Affaire Albert Nagreogo et Bernard Bougma : Une atteinte à la liberté de la presse ?

PAYS : Burkina Faso
DATE DE PUBLICATION : jeudi 11 février 2016
CATEGORIE : Articles
THEME : Médias

« Je croirais vraiment à la liberté de la presse quand un journaliste pourra écrire ce qu’il pense vraiment de son journal dans son journal ». Bedos. Deux confrères, les journalistes Albert Nagreogo et Bernard Bougma, respectivement rédacteur en chef et chef de service multimédia et langues de la chaîne de radio Oméga fm, se sont vu débarquer de leurs postes de responsabilité sans autre forme de procès. Une entrave à la liberté de la presse ? Affirmatif pour beaucoup d’auditeurs de la radio et observateurs de la scène médiatique burkinabè.

Ces derniers jours avec cette affaire de pression qui pèserai sur la justice militaire afin qu’elle lève le mandat d’arrêt contre Guillaume Soro, les confrères ont fortement contribué à relayer la colère et l’indignation des populations. De la déclaration du mouvement le Balai Citoyen du 07 février, à l’interview de Me Farama en passant par les analyses personnelles, Oméga et ses deux « chefs » de la rédaction, Nagreogo et Bougma, ont fait preuve de professionnalisme dans le traitement de l’information.
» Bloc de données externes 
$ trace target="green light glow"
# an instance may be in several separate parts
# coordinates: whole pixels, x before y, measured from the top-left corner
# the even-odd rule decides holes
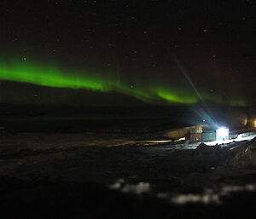
[[[191,104],[198,101],[198,97],[189,90],[177,89],[166,84],[158,84],[152,82],[147,84],[138,84],[131,86],[131,83],[122,82],[108,76],[86,71],[63,70],[55,66],[40,66],[26,61],[0,62],[0,80],[29,83],[43,86],[71,89],[86,89],[89,90],[110,92],[116,91],[134,96],[146,102],[160,103],[185,103]],[[202,94],[206,101],[222,103],[220,98]],[[243,101],[236,100],[233,105]],[[231,104],[231,101],[230,102]]]

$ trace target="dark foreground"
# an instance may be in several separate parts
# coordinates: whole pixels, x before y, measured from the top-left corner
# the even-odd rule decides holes
[[[3,218],[253,216],[255,141],[173,150],[98,136],[2,136]]]

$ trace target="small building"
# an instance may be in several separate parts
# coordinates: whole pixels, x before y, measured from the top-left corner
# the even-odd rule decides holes
[[[201,133],[188,133],[185,136],[189,143],[201,142]]]
[[[201,134],[202,142],[213,141],[216,141],[216,131],[214,130],[203,131],[203,133]]]

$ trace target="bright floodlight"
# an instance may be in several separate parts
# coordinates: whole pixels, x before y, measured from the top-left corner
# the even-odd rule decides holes
[[[221,127],[216,131],[217,141],[224,141],[229,139],[229,129],[225,127]]]

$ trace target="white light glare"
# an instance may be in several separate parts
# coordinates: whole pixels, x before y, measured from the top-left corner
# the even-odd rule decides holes
[[[221,127],[216,131],[217,141],[229,139],[229,129]]]

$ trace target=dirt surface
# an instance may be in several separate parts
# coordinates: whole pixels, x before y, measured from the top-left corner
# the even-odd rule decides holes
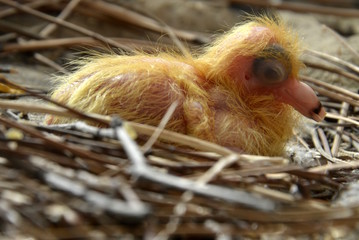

Cela a mis les autorités en difficulté et susciter une conférence de presse de justification qui n’est rien d’autre que la conséquence de la pression qui était de plus en plus grandissante. Que se passe-t-il réellement à la radio Omega ? Une question à plusieurs inconnues. « Le DG a reçu l’ordre de me démettre de mes fonctions », a affirmé Albert Nagreogo sur sa page facebook. Le DG a-t-il reçu l’ordre de qui ? D’Alpha Barry, fondateur de la radio et tout nouveau ministre des affaires étrangères ? C’est l’opinion dominante et la plus cohérente d’ailleurs. Si ce n’est pas le fondateur, qui pourra donner des injonctions au DG ?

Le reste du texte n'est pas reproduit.